O filósofo marxista francês Daniel Bensaïd em 1976. (Edoardo Fornaciari / Getty Images)

Daniel Bensaïd será, mais cedo ou mais tarde, reconhecido como um dos mais inventivos e brilhantes renovadores da teoria marxista revolucionária dos nossos tempos. Firmemente enraizado no marxismo clássico, e mesmo no trotskismo clássico, ele foi capaz de ir além, para novas áreas, novos problemas, novas ideias, novas iluminações.

Ele também era um escritor notavelmente talentoso. Se seus livros podem ser lidos com tanto prazer é porque são escritos com a pena afiada de um verdadeiro autor, que tem o dom do traço: traço que pode ser assassino, irônico, enfurecido ou poético, mas que sempre vai direto ao seu objetivo. Este estilo literário, próprio do autor e impossível de imitar, não era gratuito, mas estava ao serviço de uma ideia, de uma mensagem, de um apelo: recusar o cumprimento, recusar a demissão, recusar a reconciliação com os vencedores.

O seu pensamento filosófico não foi um exercício acadêmico: de uma ponta à outra, foi preenchido pela corrente ardente da indignação - uma corrente, como ele escreveu, que não pode ser dissolvida nas águas mornas da resignação consensual. Daí resultou o seu desprezo por aqueles que ele chamava de “Homo resignatus”, os intelectuais ou políticos que se reconhecem de longe pela sua impassibilidade de sapo perante a impiedosa ordem estabelecida. Daniel Bensaïd será, mais cedo ou mais tarde, reconhecido como um dos mais inventivos e brilhantes renovadores da teoria marxista revolucionária em nossos tempos.
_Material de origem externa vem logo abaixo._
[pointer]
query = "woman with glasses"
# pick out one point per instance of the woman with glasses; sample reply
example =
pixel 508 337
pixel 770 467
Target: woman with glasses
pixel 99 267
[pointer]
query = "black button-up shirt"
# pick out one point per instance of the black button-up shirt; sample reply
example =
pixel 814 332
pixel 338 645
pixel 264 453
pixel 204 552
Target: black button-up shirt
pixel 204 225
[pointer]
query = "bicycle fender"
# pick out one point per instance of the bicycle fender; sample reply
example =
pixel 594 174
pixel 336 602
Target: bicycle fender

Para Bensaïd, “a indignação é um começo. Uma maneira de se levantar e começar a se mover. Primeiro vem a indignação, depois a rebelião, então veremos.” Entre todas as contribuições “heréticas” de Bensaïd para a renovação do marxismo e da teoria revolucionária, a mais importante, a meu ver, é a sua ruptura radical com a ideologia positivista, determinista e fatalista do Progresso inevitável que tanto pesou sobre o marxismo "ortodoxo" , particularmente na França.

A sua releitura de Marx, com a ajuda de Auguste Blanqui e Walter Benjamin, levou-o a compreender a história como uma série de encruzilhadas e bifurcações; um campo de possibilidades cuja questão é imprevisível. A luta de classes é central no processo histórico, mas o seu resultado é incerto.

Crise e colapso

Se os acontecimentos de Maio-Junho de 1968 na França pareceram colocar a realidade da revolução na agenda dos países capitalistas avançados, o final da década de 1970 inverteu as perspectivas. Isso levou à chamada crise do marxismo. A crise ocorreu numa situação histórico-política em que os três setores da revolução global, simbolizados pelas capitais mundiais do processo - Paris no Ocidente avançado, Da Nang no Sul anticolonial e Praga no Leste burocraticamente controlado - não conseguiram combinar-se num encontro internacionalista.

Bensaïd recordou, na sua obra Une lente impatience, como a crise era tripla: uma crise teórica do marxismo, uma crise estratégica do projeto revolucionário e uma crise do sujeito social capaz de conquistar a emancipação universal. Estes três elementos combinaram-se com uma ofensiva ideológica contra o marxismo.

Na década de 1980, Bensaïd defendeu que a ofensiva ideológica, apesar da sua natureza banal, banal e vazia, não seria simplesmente superada quando emergisse a próxima onda de luta social. Ele operava sob o pressuposto de que lutas e práticas libertadoras surgiriam inevitavelmente, condicionando a luta ideológica. No entanto, a profundidade dos traumas foi tal que o mero ressurgimento contextual das lutas de classes não seria por si só suficiente para retificar os traumas.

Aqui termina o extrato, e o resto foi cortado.